Marianna Hu, 22 anni, italiana di origini cinesi, cittadina italiana e non più cinese perché Pechino non ammette il doppio passaporto, studentessa di Giurisprudenza, è l’esempio vivente di cosa voglia dire vivere sulla propria pelle l’incontro tra due culture: «Io e la mia sorella appena più giovane siamo cresciute con una famiglia italiana. I miei genitori hanno un ristorante, sono molto impegnati col lavoro, hanno cresciuto le nostre sorelline più piccole. Da allora ho sempre chiamato mamma sia la mia mamma biologica che quella italiana».

Nessun conflitto?

«Nella mia infanzia ho iniziato a rifiutare la Cina. Fino ai 2 anni parlavo cinese, poi ho smesso. Solo da qualche tempo ho ripreso a studiarlo. Nella mia casa italiana si mangia italiano, in quella cinese cibo cinese. Alla domenica i miei genitori italiani mi portavano al ristorante dei miei genitori cinesi. Volevano a tutti i costi che salutassi il nonno in lingua cinese, una imposizione che odiavo. Mia nonna italiana mi ha raccontato che da bambina mi mettevo davanti allo specchio cercando di tirarmi gli occhi a mandorla».

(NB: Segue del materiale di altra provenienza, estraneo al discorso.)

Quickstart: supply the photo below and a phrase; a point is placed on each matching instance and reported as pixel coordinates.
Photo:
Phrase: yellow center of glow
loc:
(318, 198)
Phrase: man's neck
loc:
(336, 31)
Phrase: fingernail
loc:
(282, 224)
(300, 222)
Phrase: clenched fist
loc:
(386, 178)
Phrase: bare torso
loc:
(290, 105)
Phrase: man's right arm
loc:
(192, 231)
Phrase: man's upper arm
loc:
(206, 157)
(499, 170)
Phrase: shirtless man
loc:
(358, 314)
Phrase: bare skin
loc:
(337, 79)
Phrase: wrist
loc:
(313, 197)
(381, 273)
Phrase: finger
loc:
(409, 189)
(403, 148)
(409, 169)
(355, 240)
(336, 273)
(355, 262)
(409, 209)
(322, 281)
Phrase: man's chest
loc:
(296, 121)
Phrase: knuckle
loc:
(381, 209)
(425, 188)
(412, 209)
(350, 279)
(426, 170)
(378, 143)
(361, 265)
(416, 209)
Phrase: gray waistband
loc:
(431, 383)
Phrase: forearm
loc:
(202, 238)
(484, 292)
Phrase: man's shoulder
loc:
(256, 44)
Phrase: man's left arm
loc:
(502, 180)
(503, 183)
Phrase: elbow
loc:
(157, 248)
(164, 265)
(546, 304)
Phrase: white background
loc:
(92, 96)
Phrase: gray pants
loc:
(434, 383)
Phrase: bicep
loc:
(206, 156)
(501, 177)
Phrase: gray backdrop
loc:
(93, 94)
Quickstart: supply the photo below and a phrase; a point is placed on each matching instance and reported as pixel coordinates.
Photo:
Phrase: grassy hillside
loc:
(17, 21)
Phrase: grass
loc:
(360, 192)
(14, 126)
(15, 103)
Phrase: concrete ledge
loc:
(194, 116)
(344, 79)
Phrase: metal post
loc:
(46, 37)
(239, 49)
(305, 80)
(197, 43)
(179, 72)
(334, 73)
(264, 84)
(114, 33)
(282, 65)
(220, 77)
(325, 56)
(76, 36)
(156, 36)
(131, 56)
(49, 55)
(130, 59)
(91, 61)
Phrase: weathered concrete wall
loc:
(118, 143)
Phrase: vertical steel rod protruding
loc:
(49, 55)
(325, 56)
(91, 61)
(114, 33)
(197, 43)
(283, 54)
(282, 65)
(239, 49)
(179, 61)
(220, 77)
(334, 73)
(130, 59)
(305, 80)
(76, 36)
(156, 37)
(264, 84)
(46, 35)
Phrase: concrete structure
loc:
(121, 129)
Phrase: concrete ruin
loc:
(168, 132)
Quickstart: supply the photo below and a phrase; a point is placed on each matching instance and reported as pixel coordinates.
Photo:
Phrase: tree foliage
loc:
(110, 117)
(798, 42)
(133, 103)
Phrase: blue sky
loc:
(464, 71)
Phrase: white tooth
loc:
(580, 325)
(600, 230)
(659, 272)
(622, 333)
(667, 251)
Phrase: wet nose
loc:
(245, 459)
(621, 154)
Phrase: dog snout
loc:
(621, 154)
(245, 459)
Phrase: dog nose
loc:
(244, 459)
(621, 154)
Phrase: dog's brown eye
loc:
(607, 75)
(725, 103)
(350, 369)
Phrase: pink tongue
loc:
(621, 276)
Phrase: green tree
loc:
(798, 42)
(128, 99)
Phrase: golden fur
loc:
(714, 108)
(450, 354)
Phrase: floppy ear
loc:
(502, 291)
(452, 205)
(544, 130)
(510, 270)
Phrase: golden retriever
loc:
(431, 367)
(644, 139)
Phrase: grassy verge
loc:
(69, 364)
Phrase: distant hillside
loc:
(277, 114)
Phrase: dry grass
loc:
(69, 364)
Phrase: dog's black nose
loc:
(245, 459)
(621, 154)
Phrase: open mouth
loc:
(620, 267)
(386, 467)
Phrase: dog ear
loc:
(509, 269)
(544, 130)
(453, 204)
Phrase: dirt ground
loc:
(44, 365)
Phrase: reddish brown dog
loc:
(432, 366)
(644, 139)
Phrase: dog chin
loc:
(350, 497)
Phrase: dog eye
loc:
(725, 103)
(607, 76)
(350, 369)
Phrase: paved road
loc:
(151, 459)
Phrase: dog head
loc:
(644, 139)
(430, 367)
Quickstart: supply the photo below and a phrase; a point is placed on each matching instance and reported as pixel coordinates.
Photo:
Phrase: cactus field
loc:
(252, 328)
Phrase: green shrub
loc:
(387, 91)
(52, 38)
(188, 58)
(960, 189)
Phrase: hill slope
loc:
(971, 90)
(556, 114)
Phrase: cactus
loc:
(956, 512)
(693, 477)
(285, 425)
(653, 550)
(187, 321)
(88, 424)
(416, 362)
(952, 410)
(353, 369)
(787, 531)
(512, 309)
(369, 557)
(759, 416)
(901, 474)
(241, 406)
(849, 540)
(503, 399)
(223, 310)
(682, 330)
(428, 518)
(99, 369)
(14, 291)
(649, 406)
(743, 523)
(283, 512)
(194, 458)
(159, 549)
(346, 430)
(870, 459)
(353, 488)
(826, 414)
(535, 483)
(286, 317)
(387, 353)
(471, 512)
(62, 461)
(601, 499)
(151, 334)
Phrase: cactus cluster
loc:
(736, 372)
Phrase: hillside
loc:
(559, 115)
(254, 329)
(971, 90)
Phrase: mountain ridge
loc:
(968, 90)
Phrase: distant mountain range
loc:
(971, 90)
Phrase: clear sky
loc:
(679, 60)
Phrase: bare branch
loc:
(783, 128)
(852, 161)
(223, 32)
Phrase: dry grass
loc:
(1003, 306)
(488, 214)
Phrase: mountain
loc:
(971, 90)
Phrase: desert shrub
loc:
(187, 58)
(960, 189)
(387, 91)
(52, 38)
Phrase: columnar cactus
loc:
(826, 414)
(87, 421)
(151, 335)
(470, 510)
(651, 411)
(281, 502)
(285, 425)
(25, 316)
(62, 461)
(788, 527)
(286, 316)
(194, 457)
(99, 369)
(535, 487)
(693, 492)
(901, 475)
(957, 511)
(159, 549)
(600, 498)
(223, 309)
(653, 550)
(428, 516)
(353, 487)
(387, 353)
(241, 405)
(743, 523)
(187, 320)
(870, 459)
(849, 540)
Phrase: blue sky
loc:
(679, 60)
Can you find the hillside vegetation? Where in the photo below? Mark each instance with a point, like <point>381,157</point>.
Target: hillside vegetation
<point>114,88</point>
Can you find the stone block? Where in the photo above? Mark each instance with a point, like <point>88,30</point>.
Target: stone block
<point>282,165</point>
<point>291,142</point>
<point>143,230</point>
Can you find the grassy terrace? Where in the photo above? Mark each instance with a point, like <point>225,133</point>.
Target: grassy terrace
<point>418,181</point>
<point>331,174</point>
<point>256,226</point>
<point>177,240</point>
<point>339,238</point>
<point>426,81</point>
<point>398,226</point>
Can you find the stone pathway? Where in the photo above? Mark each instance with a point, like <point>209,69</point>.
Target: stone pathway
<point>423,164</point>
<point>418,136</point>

Chissà che shock andare a scuola…

«Uno shock culturale sì. Ma non sono mai stata vittima di bullismo. Alla fine non so nemmeno dire quando mi sono resa conto di essere diversa. A 15 anni, dopo che lo sono diventati i miei genitori cinesi, anch’io ho preso la cittadinanza. Ma il recupero con il mio Paese di origine è stato più recente. Per conoscere le mie radici sono stata 4 mesi a Pechino. Forse è anche lì che ho scoperto di essere straniera, una italiana in Cina, una cinese in Italia».

Questo suo rifiuto della Cina è stato un modo per marcare la distanza con i suoi genitori biologici?

«La conflittualità c’è stata. È una cosa che ho razionalizzato solo crescendo. Mia sorella ha qualche problema in più». 

C’è qualcosa che le ha dato in più crescere con una famiglia italiana?

«Alle elementari sono stata battezzata. Poi ho fatto catechismo. I miei genitori italiani sono cattolici. Quelli cinesi sono buddisti. E poi collaboro con un gruppo di giovani della parrocchia».

Lei è intervenuta recentemente a Milano a un convegno della Pastorale dei Migranti…

È una realtà che mi interessa molto. Ho fatto anche domanda per poter fare servizio civile. Mi piacerebbe lavorare con il patronato per le migrazioni. Io sono stata aiutata molto. Ho avuto la fortuna di aver avuto una famiglia italiana. Vorrei restituire un po’ di quello che ho avuto.

Dove lo immagina il suo futuro?

«Mi sto specializzando in Diritto internazionale. Quindi lo immagino all’estero, non in Italia, non a Milano anche se è la mia città. Mi piacerebbe incontrare altre culture. Lavorare all’estero, magari anche in Cina. Il colore del passaporto che ho in tasca non è importante. Spero che un giorno la Cina permetta la doppia cittadinanza».